60 Minutes executive producer Jeff Fager was interviewed in the segment:
Morley has had a brilliant career as a reporter and as one of the most significant figures in CBS News history, on our broadcast and in many of our lives. Morley's curiosity, his sense of adventure and his superb writing, all made for exceptional work done by a remarkable man.
In the early stages of his career, Safer committed himself, and his his life, to journalism. As a reporter for the Canadian Broadcasting Corporation, he reported on the 1956 Egypt-Israeli conflict, and went on to spend two years in Vietnam upon joining CBS. There, he sent footage to the states of U.S. soldiers setting native villages on fire with lighters. For one of the first times ever, Americans were given a firsthand glimpse into the horrors of the war. He continued to cover dangerous areas, such as communist China, and ascended the ranks to become CBS’ London bureau chief. In 1970, he joined 60 Minutes and never looked back.
On the day the celebratory segment was broadcast, Safer tweeted to his fans and thanked them for their support.

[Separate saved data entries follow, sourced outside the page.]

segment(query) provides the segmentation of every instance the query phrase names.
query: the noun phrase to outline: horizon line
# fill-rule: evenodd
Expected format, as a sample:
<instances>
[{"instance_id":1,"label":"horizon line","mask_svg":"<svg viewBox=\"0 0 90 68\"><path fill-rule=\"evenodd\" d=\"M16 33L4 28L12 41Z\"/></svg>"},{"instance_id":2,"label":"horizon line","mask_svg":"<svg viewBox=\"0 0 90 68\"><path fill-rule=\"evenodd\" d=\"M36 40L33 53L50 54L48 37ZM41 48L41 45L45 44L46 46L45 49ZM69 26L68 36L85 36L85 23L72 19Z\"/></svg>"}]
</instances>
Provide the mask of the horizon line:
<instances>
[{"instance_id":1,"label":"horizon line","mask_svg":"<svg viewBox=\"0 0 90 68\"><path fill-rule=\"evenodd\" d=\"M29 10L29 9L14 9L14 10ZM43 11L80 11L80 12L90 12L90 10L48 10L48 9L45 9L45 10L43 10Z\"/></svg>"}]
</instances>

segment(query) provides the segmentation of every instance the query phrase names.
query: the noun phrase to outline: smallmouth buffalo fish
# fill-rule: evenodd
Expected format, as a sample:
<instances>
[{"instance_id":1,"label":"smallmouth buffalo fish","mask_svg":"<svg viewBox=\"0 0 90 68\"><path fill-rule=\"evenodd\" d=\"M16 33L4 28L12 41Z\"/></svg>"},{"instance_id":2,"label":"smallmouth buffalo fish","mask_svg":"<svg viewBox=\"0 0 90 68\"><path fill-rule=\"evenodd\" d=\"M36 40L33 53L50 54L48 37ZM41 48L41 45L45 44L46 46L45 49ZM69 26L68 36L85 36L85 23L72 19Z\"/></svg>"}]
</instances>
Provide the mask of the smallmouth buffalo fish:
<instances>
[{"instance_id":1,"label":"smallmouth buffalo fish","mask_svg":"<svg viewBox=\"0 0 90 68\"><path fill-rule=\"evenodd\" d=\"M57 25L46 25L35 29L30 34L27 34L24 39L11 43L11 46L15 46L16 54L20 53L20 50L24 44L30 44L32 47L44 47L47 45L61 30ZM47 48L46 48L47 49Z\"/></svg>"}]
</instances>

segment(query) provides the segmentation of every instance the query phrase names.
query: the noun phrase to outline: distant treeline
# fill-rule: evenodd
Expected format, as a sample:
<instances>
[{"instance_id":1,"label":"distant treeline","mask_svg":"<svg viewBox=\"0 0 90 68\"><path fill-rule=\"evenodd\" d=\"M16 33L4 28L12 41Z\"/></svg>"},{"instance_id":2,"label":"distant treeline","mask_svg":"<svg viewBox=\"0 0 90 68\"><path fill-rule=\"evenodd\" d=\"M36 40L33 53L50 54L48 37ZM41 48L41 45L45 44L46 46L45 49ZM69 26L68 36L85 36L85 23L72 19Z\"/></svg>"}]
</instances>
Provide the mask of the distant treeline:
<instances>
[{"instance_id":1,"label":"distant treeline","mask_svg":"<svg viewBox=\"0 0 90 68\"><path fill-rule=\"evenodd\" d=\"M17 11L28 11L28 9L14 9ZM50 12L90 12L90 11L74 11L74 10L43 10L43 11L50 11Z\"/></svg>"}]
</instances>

On average, 60 Minutes attracted 12.2 million viewers per week during its peak 2013-2104 season.
Just days prior to announcing his retirement, Safer also showed that he had clearly held onto his sense of humor, which was cleverly incorporated into his newscasts.
The world of journalism lost an incredible reporter on Thursday, but that doesn't mean it can't continue to learn from him.